LEBAK, KOMPAS.com - Kehidupan lutung ekor panjang (langur atau spesies monyet) di Kabupaten Lebak, Banten, terancam akibat ulah masyarakat setempat yang membuka ladang dan huma sehingga ruang geraknya semakin sempit.
"Selama lima tahun terakhir ini populasi lutung mengalami degradasi akibat adanya pembukaan ladang itu," kata Komarudin (50) petugas penyuluh Dinas Kehutanan dan Perkebunan, Kabupaten Lebak, Senin (22/6).
Komarudin mengatakan, saat ini populasi lutung ekor panjang yang ada di Kecamatan Sajira, Kabupaten Lebak, semakin terancam sehingga perlu adanya perlindungan ekosistem di habitatnya. Sejauh ini, banyak masyarakat yang membuka hutan-hutan dijadikan lokasi ladang sehingga kehidupan satwa primata itu terancam kelaparan. Bahkan, lutung berwarna hitam-hitam kini sudah tinggal di sekitar pohon besar di bantaran sungai Ciberang karena habitatnya berubah menjadi ladang.
Saat ini, kata dia, diperkirakan populasi lutung ekor panjang antara 800-1.000 ekor tersebar di Desa Maraya, Sindang Sari, Calungbungur, dan Mekarsari, Kecamatan Sajira.
Oleh karena itu, pihaknya mengharapkan Lembaga Swadaya Masyarakat (LSM) atau pemerintah memberikan kepedulian terhadap lutung-lutung tersebut. "Jika tidak ada kepedulian dipastikan populasi lutung ekor panjang sebagai kebanggaan warga Kabupaten Lebak terancam punah," katanya.
Menurut dia, Tahun 1970-an jumlah populasi lutung ekor panjang di Kecamatan Sajira masih ribuan ekor, tersebar di hutan milik warga maupun hutan lindung.
Selama ini, keberadaan lutung terkadang masuk ke pemukiman penduduk untuk mencari makanan apabila mereka kelaparan.
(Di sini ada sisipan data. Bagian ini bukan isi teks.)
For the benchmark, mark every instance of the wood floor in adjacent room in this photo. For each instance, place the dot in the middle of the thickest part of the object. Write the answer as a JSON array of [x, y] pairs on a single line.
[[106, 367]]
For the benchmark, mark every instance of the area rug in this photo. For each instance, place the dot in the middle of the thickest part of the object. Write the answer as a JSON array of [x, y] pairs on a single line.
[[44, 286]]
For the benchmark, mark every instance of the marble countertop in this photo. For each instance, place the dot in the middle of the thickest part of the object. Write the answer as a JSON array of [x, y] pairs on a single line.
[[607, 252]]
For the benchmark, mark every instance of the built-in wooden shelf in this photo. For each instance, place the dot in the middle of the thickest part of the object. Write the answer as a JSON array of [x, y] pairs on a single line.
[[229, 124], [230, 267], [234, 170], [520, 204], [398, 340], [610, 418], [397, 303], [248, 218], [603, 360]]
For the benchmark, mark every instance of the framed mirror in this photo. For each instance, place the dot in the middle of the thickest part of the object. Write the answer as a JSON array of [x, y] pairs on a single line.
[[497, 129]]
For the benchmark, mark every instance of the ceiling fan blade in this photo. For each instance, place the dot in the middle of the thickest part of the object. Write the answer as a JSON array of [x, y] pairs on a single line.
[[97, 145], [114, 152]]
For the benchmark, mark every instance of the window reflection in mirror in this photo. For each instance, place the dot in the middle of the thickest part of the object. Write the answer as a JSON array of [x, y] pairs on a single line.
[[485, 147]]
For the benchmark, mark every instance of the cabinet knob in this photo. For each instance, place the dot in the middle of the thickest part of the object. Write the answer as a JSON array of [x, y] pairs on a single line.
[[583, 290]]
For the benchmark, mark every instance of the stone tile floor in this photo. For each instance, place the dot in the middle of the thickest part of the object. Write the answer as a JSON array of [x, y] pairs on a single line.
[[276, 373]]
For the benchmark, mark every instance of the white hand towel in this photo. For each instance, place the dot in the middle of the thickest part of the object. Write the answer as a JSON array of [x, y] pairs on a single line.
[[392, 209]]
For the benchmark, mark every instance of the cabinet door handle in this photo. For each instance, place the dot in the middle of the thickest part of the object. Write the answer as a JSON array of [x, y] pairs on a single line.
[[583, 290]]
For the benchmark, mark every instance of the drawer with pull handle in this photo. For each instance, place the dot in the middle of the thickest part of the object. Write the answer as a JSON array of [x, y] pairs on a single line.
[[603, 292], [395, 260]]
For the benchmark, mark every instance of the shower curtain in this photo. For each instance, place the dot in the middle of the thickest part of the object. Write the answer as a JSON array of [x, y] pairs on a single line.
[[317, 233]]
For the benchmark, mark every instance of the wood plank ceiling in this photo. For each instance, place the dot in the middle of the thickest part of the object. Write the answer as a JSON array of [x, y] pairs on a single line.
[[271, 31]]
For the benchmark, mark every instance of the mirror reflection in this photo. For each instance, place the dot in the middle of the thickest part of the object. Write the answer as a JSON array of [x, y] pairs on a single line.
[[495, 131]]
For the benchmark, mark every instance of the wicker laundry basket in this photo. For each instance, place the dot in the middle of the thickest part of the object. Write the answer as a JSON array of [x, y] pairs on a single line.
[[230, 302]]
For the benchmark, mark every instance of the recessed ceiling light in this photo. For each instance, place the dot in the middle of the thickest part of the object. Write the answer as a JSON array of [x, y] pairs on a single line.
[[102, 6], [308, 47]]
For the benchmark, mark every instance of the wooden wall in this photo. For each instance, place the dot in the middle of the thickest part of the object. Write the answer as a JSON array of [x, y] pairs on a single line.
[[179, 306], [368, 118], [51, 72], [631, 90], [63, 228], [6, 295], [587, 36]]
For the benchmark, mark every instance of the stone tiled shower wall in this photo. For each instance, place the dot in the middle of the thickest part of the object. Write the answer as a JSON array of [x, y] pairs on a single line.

Selain itu, juga terkadang menggigit warga akibat kelaparan itu.
Sebetulnya, lanjut dia, makanan lutung berupa dedaunan namun habitatnya menghilang kini beralih ke pisang atau buah-buahan. "Saya berharap nasib mereka yang kini sangat memprihatinkan ada yang peduli terhadap satwa yang dilindungi itu," ujar Komarudin sambil menyatakan hingga saat ini tidak ditemukan pemburuan lutung yang dilakukan warga.
Sementara itu, Bahtiar (30) pencinta alam di Kabupaten Lebak, mengatakan, pihaknya meminta kepada pemerintah daerah agar segera mendata juga membuat kawasan lutung sehingga mereka tidak lari lagi ke rumah-rumah warga untuk mencari makanan.
Saat ini, lanjut dia, mereka kelaparan karena kondisi hutan rusak akibat penebangan pohon yang selama ini dijadikan tempat berlindung lutung. "Memang, lutung-lutung di Sajira habitatnya di hutan warga dan hutan lindung," jelasnya.